Monday, October 24, 2016

pointless thoughts + feelings: walking dead edition

I only started watching The Walking Dead a year or so ago, having dropped it at some point during the first season in real time because I hated every single character with my life. The summer before last I was on a very long flight that was showing the whole of Season 5 and I thought, okay, well, why not. As it happened the episode I picked up on involved most of the main characters kneeling over what I can only describe as a grisly murder trough, getting bopped on the head with a hammer and having their throats slit. I just sat there and openly wept like a lunatic while the lady sitting next to me looked on in embarrassment. Then I got wine drunk off two minis and watched Game of Thrones. Anyway that experience was upsetting enough that I came home and binge watched the whole show from the beginning. Apparently feeling super upset is what I look for in my entertainment choices.

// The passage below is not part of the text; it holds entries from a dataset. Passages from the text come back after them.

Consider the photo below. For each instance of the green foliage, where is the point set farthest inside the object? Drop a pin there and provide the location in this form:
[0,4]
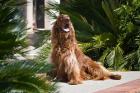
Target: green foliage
[22,77]
[108,28]
[12,28]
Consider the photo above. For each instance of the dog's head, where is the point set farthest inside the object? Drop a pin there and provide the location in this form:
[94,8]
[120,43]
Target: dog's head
[63,23]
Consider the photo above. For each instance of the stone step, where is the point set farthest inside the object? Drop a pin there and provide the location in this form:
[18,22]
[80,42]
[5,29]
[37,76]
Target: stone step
[130,87]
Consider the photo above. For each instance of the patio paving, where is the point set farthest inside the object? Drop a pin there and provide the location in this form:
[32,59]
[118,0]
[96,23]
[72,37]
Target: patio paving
[131,78]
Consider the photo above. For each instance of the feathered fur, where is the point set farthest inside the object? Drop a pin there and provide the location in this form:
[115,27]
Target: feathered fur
[72,65]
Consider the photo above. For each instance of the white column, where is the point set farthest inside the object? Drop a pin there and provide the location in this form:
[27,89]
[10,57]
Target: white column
[30,16]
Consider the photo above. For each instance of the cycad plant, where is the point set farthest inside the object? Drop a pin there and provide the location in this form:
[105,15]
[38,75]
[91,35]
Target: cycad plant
[21,77]
[12,28]
[106,29]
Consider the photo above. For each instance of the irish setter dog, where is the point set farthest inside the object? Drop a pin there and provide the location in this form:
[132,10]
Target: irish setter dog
[71,64]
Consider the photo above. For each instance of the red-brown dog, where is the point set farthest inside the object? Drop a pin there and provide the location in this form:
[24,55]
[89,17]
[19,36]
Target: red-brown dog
[72,65]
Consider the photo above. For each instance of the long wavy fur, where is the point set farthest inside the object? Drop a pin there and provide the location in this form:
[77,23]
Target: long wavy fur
[72,65]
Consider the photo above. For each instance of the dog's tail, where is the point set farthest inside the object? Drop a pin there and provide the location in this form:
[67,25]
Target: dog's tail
[115,76]
[110,74]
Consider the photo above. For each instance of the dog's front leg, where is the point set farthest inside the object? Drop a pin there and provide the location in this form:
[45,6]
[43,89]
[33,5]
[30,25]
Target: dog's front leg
[72,69]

The Walking Dead gets a lot of shit for being a terrible show, and it is--but only sometimes. About two-thirds of the time, it's truly the worst. But occasionally it's a very, very good show. Like shockingly good. As uneven as last season was, there were some brilliant moments: Carol becoming a double agent when the Wolves attacked their dumb gated community, Daryl and the nice gay guy coming upon that disco truck of zombies, and that time when Carl told that kid his dead dad was a total asshole--those were all A+. I think tonight's episode would've actually been okay if they'd had the courage to put it at the end of the last season instead of the dumb cliffhanger they ended up doing. It's not even about respecting your audience (though you really should do that), it's just an audience can smell a lack of narrative confidence like a horse smells fear. And Walking Dead has become a show with a total lack of narrative confidence. Killing Glenn after two fake outs would've sort of been genius as the cap on S6. Walking Dead isn't really capable of a genuinely risky move, so we have to settle for these little flashes of brilliance. I'm not really into TV on a technical level but I'm reasonably certain those flashes are connected to set design and...zombie choreography?...more than character or story. People say it's a good show for character but that's not really true. The only character who's well written is Carol. Just about everything else is to the credit/shame of the actors, who seem to be either really good or beyond terrible, which is confusing.

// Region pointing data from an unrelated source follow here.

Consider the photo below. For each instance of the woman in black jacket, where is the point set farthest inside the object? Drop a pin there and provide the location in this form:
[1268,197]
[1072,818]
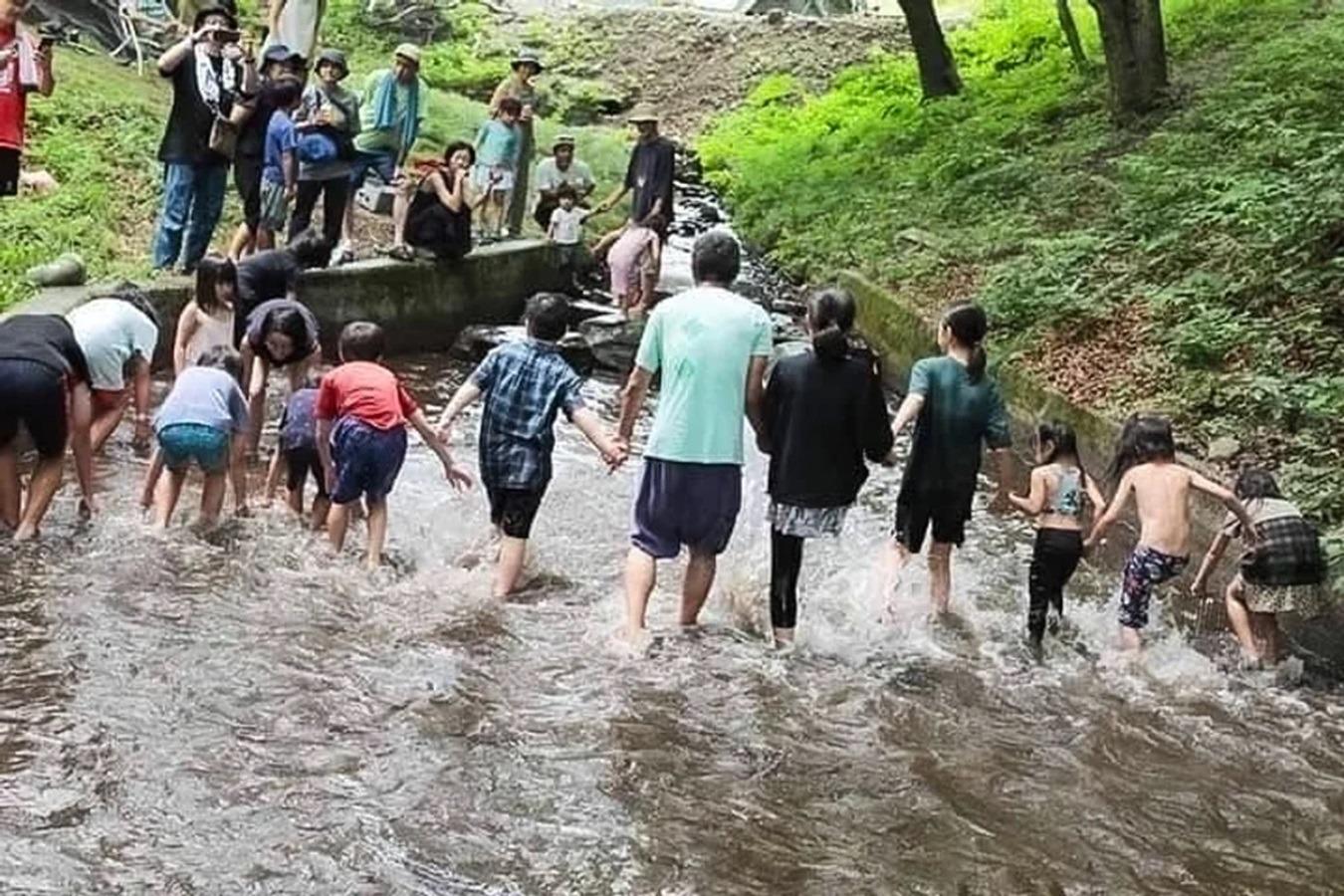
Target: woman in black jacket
[824,415]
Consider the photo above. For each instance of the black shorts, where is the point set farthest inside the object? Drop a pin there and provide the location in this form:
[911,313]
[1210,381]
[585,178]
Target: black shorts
[514,510]
[10,171]
[299,464]
[945,514]
[248,180]
[35,395]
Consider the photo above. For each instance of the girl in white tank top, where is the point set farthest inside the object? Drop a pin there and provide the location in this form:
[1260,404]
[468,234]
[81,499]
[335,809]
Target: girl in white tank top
[208,318]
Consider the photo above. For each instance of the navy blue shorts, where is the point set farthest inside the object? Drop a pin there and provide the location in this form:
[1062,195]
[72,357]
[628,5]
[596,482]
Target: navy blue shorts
[367,460]
[686,504]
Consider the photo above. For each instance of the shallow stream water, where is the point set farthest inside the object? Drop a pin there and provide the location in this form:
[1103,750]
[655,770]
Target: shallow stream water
[239,714]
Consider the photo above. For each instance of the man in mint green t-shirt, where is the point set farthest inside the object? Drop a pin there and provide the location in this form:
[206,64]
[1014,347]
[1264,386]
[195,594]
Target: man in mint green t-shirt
[711,346]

Tonight I watched the opener for Season 7 in real time, which I never do for anything, and I did so with the same fervent hope I take into every single episode: that they'd kill off Rick. They never will, and of course I know that, but a girl can dream. I want Rick to die because he's the absolute worst, but even more than that it's one of the few narrative moves the show has left that seems geninuely interesting. It's not brave or even unusual to kill off your core characters in this day and age, but to kill your protagonist...that'd be pretty ballsy.

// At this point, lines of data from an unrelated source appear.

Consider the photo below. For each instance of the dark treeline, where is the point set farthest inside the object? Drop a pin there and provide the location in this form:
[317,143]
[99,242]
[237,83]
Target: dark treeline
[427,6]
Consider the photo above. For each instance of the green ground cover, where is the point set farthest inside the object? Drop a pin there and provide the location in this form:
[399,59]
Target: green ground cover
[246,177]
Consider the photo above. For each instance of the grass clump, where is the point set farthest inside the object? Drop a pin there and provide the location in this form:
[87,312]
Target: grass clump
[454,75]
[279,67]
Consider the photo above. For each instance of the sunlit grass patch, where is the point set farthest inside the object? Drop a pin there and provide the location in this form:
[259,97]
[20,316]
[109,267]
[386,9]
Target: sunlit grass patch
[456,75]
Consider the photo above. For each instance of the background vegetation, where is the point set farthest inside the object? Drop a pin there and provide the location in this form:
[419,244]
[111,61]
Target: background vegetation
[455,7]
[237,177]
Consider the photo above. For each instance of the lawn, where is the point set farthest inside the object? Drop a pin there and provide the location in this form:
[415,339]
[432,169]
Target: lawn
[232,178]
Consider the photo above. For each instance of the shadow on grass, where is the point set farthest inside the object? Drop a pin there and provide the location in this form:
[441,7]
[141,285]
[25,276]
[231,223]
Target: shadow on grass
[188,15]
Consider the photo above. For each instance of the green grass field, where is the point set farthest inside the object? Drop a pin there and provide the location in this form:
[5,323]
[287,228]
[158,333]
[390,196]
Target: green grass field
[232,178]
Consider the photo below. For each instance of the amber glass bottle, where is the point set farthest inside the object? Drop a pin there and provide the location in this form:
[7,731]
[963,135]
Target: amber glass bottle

I actually thought the person getting offed was going to be Daryl? Around the end of last season I read a bunch of news items that said the actor who plays him booked himself as the celebrity guest on a bunch of different sad-people cruises, but I guess Norman Reedus just has a gambling problem or something? Whatever. I was pretty sad about the prospect of Daryl dying. I'm from the South, so "problematic redneck prone to violence" rings all my bells. I just googled that actor to figure out if he's Southern because it both seems like he is and he isn't, which is confusing because my one superpower is knowing whether or not an actor is actually Southern. Turns out he's from Florida, which makes perfect sense.

A lot of people I know have stopped watching this show altogether but I'll definitely watch it at least through the end of this season because evidently there is a new character who has a tiger(?!). Now we're talking. A tiger, Denny Duquette, and an emotionally unavailable redneck? Yeah, I guess that'll do. One question, though: I've still got this channel on a few hours later and apparently there's a show with Kevin Smith sitting around with a bunch of ugly dudes doing a podcast where they talk about Superman? Occasionally they cut away to some comic shop where some of the ugly guys offer money to people who bring in their old comic books? I know that's the opposite of my thing but man, it's hard to imagine that literally anyone would find this compelling. I'd rather watch Mad Men and that's really saying something.